2025 FAIR Recap
What a year. In just twelve months, FAIR went from an idea to a fully operational ecosystem with nine software products, a growing community, and a clear roadmap. Here's how it happened, in four phases.
Phase 1: Establish
FAIR was founded in early 2025 and launched publicly on June 5, 2025 in Basel, Switzerland. The founding was driven by a simple realization: the open-source software supply chain had a single point of failure, and that wasn't acceptable.
The launch generated significant media coverage and community support:
"FAIR represents a fundamental shift in how we think about software distribution in the WordPress ecosystem."
— Web Hosting Today
"This is exactly what the WordPress community needs — an independent, federated approach to package management."
— Brittany Day
"The fact that FAIR is a Linux Foundation project gives it the credibility and neutrality that this space desperately needs."
— Robin Scott
"Decentralized package management isn't just nice to have — it's essential for the long-term health of the open web."
— Josh Koenig
"FAIR's approach to trust and verification sets a new standard for open-source software distribution."
— Robin Bender Ginn
For more on the founding vision, see Joost de Valk's blog and Karim Marucchi's blog for their personal perspectives on why FAIR was necessary.
Phase 2: Extend
With the foundation in place, the team focused on building out the infrastructure. The FAIR website launched, comprehensive documentation was written, and AspireCloud received major improvements to its aggregation and search capabilities.
A pivotal moment was the launch of FAIR Beacon, a lightweight repository that anyone can host. This made FAIR's federated vision tangible — for the first time, anyone could run their own software repository and participate in the network.

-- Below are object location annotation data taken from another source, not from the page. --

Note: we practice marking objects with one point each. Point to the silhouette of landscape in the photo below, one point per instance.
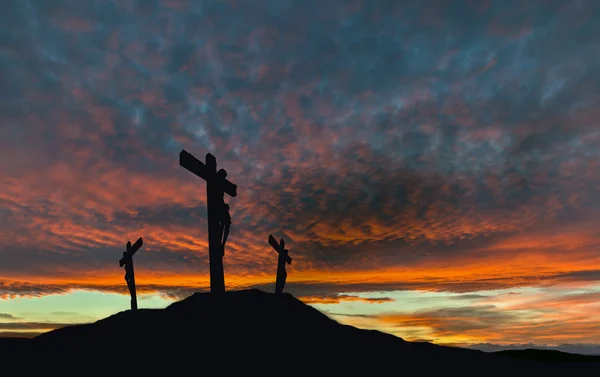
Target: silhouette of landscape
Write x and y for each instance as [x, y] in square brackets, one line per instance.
[251, 331]
[254, 332]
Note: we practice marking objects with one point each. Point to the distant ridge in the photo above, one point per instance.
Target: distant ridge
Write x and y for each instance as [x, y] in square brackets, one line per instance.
[249, 331]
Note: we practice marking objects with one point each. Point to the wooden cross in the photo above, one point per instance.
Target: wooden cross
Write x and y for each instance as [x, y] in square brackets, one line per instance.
[283, 259]
[127, 261]
[215, 188]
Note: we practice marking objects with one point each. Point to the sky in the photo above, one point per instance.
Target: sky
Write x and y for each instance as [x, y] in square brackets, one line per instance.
[433, 166]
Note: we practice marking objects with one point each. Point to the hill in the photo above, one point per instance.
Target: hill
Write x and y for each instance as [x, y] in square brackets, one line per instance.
[247, 331]
[549, 356]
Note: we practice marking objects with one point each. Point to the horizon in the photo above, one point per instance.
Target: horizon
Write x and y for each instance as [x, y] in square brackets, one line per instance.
[433, 168]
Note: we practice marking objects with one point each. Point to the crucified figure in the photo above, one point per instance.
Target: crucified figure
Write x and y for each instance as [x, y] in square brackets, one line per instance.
[224, 216]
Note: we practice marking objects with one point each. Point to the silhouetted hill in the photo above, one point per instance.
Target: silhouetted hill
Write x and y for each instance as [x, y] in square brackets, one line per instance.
[247, 332]
[549, 356]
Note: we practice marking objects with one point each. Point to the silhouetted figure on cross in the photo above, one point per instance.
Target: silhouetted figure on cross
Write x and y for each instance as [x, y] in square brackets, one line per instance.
[127, 261]
[219, 220]
[282, 260]
[224, 216]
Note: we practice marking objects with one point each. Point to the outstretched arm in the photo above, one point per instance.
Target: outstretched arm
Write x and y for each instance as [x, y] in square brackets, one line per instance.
[225, 233]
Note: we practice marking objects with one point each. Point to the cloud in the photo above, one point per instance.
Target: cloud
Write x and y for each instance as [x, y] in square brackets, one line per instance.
[334, 299]
[7, 316]
[31, 326]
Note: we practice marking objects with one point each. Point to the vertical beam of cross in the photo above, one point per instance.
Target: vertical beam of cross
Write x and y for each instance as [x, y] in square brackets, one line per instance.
[283, 258]
[127, 261]
[215, 188]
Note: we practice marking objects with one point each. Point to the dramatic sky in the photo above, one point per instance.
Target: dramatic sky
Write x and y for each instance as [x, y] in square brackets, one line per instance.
[433, 165]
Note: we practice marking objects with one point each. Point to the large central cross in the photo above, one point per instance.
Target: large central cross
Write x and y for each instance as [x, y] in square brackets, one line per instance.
[284, 258]
[127, 261]
[215, 187]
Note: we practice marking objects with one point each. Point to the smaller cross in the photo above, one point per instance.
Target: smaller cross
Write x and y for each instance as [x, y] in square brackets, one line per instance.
[282, 260]
[127, 261]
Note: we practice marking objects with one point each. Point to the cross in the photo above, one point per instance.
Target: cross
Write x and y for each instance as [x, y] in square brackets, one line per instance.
[215, 188]
[282, 260]
[127, 261]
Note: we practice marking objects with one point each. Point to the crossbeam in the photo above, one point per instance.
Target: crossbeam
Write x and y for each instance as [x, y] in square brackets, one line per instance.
[204, 170]
[131, 249]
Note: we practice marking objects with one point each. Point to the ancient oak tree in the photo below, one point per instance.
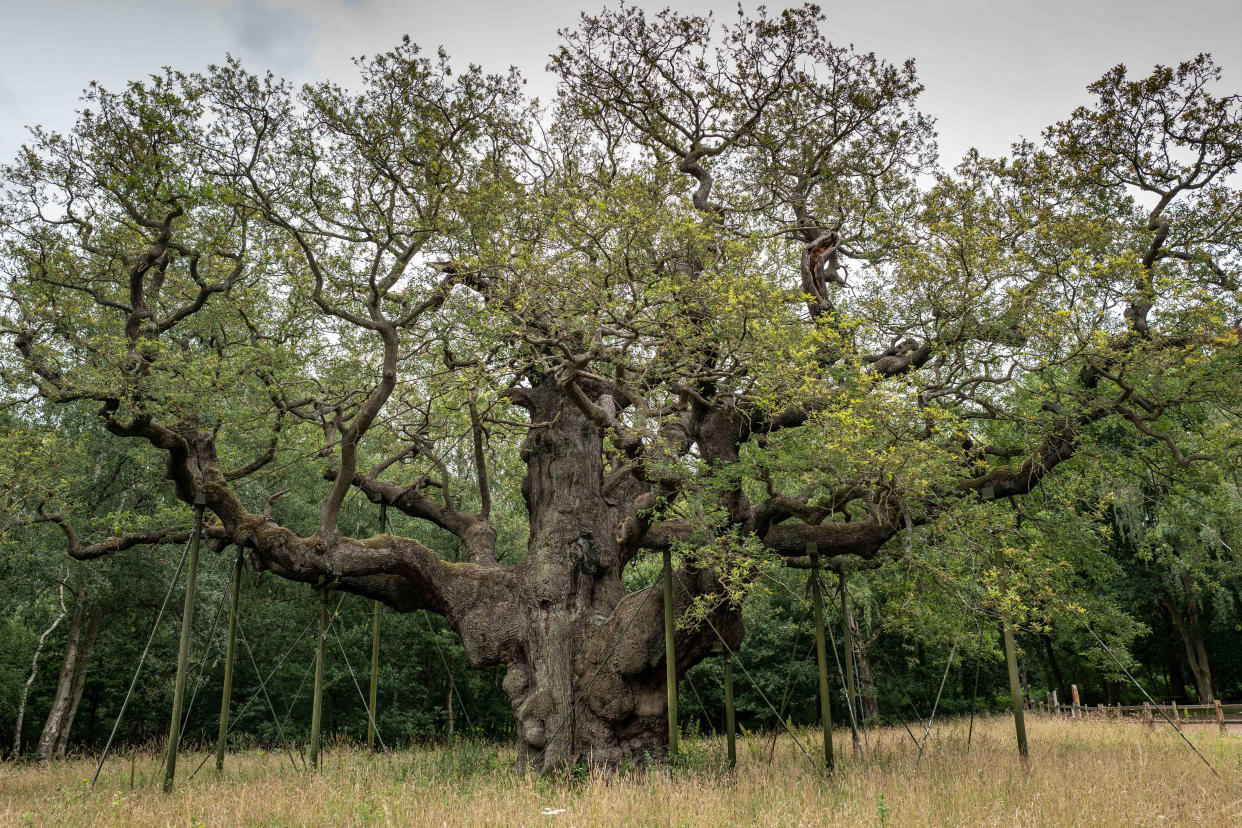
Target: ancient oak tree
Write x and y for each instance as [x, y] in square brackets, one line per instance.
[717, 297]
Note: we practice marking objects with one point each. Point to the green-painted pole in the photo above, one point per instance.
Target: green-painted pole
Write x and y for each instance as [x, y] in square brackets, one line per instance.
[730, 719]
[1015, 689]
[375, 673]
[375, 651]
[850, 677]
[670, 656]
[821, 653]
[317, 704]
[226, 694]
[183, 654]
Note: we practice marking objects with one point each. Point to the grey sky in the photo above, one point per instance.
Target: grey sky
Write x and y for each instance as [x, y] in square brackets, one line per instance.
[992, 71]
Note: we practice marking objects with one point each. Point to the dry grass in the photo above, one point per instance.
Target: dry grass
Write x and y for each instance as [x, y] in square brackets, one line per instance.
[1081, 774]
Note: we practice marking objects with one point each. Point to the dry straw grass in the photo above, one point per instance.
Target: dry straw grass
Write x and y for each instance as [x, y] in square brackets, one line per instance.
[1081, 774]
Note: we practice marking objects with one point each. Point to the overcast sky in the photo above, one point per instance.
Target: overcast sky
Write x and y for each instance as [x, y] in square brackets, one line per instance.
[994, 71]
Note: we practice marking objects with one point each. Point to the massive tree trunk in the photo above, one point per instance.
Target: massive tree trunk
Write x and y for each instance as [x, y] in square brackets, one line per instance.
[83, 630]
[586, 673]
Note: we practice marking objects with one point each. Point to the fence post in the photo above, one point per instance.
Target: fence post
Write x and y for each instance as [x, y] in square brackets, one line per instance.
[317, 703]
[230, 651]
[847, 644]
[730, 716]
[670, 656]
[375, 651]
[183, 654]
[1015, 688]
[821, 653]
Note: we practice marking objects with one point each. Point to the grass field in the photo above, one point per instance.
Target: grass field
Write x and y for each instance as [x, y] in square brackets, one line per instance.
[1081, 774]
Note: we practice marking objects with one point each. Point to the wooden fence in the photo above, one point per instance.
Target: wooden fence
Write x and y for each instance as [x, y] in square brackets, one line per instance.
[1184, 714]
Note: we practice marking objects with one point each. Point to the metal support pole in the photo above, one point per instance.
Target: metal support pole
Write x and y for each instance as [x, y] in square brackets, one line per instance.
[183, 654]
[230, 651]
[670, 656]
[730, 716]
[375, 673]
[821, 653]
[850, 667]
[1015, 689]
[317, 705]
[375, 649]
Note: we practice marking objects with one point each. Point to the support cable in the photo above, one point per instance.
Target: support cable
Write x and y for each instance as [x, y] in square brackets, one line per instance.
[1133, 680]
[262, 684]
[198, 679]
[853, 721]
[702, 706]
[763, 695]
[452, 677]
[362, 695]
[142, 658]
[927, 731]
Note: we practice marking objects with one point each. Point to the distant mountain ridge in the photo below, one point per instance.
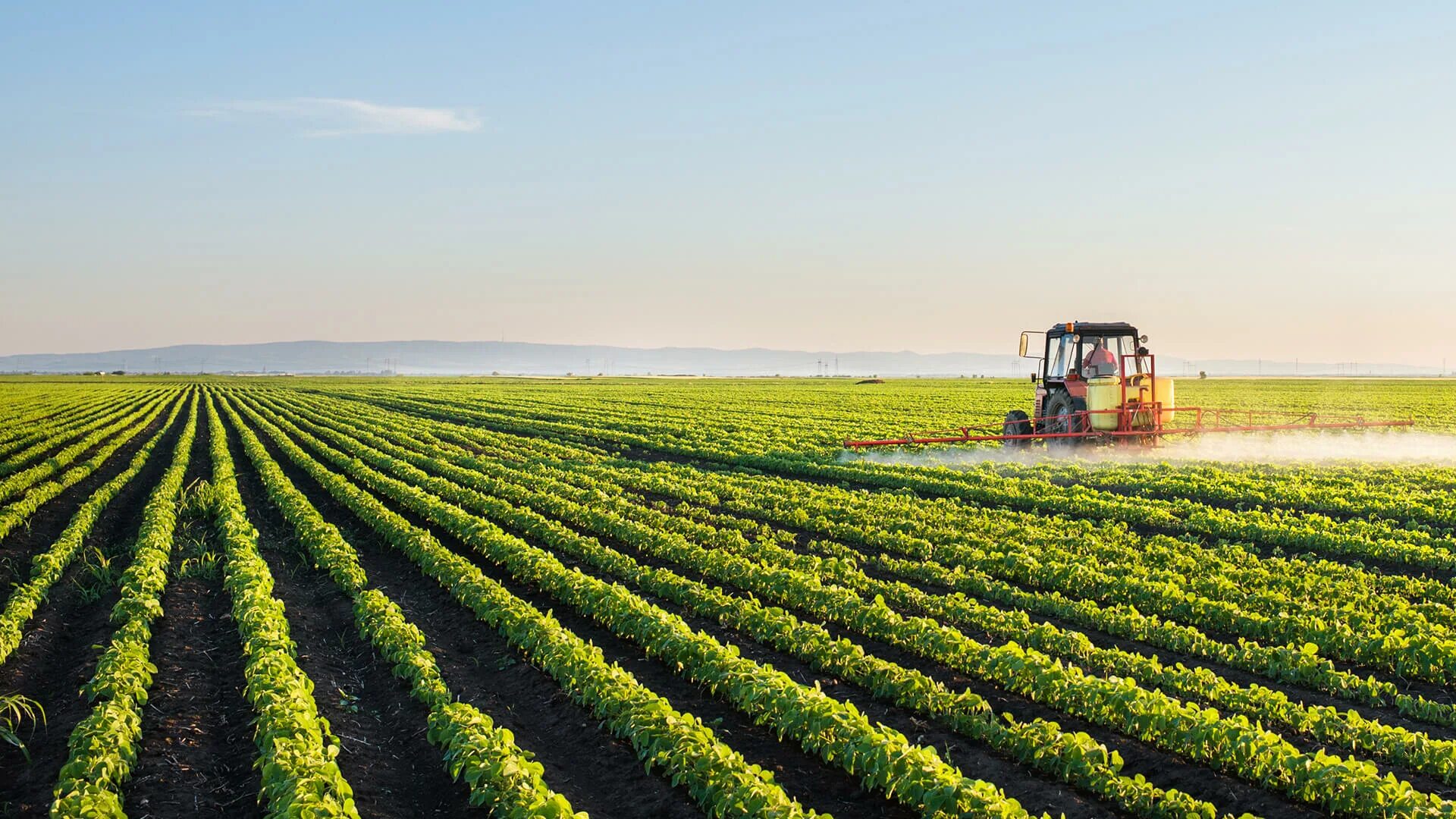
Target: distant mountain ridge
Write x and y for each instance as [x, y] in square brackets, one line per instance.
[516, 357]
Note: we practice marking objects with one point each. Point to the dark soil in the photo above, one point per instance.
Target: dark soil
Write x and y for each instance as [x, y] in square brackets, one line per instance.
[47, 522]
[596, 771]
[384, 754]
[61, 645]
[197, 736]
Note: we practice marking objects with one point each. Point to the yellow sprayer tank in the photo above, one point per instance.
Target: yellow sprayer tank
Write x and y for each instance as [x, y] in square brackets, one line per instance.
[1106, 392]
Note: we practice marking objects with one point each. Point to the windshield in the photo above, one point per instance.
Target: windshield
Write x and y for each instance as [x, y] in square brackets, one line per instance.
[1103, 354]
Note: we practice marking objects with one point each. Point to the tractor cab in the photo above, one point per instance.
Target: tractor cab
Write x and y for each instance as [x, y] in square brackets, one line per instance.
[1082, 350]
[1074, 356]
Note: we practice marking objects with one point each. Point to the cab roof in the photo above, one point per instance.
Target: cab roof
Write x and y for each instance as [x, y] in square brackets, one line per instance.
[1092, 328]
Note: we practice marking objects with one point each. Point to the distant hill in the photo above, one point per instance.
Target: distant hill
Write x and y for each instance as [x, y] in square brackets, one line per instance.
[510, 357]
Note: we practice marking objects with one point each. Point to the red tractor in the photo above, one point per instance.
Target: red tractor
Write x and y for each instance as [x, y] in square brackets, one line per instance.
[1098, 382]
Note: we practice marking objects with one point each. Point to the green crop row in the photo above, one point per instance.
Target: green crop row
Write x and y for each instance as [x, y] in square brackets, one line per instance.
[104, 744]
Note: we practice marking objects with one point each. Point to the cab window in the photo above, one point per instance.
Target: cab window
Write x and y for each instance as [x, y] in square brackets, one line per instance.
[1060, 356]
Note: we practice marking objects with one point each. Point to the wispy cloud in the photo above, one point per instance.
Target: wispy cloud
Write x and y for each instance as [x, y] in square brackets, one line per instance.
[329, 117]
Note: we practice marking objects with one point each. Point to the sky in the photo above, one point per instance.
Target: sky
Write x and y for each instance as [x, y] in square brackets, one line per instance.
[1238, 180]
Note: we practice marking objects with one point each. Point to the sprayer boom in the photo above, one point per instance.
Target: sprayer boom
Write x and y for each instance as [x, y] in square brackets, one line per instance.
[1206, 422]
[1098, 382]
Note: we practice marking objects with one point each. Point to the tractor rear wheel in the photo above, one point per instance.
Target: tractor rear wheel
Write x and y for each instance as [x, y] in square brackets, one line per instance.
[1062, 419]
[1017, 425]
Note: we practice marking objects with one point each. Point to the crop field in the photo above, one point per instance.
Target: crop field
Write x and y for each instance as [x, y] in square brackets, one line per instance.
[667, 598]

During this phase, we also completed a major software renaming effort to clarify our product lineup:
- FAIR Plugin became FAIR Connect — reflecting its role as the bridge between WordPress and the FAIR network
- Mini FAIR became FAIR Beacon — a signal in the federated network
- AspireExplore became FAIR Explorer — the web interface for browsing packages
- AspireCloud — retained its name as the discovery aggregator
- FAIR Forge — our build and distribution infrastructure
Phase 3: Engage
FAIR took its message on the road, engaging with the broader open-source community at conferences around the world.
- LoopConf — Ryan McCue delivered his landmark "What is FAIR?" presentation, which became one of our most-shared pieces of content
- WordCamp Canada — the team connected with the Canadian WordPress community and gathered valuable feedback
- Patchstack Hackathon — collaboration with the security community on improving plugin security
This phase also saw the introduction of two important new components:
- Labeller — a system for adding trust signals to packages, inspired by the Bluesky approach to content labeling
- Policy Engine — automated policy enforcement for repository governance
Phase 4: Envision
In just six months of active development, FAIR grew to encompass nine software products. The team established a regular release cadence, with FAIR Connect shipping on a 6-week cycle and other products following their own rhythms based on community needs.
A public roadmap was published, giving the community visibility into where FAIR is headed and the opportunity to shape its direction. The roadmap reflects input from the Technical Steering Committee, the Governing Board, and the broader community of contributors and users.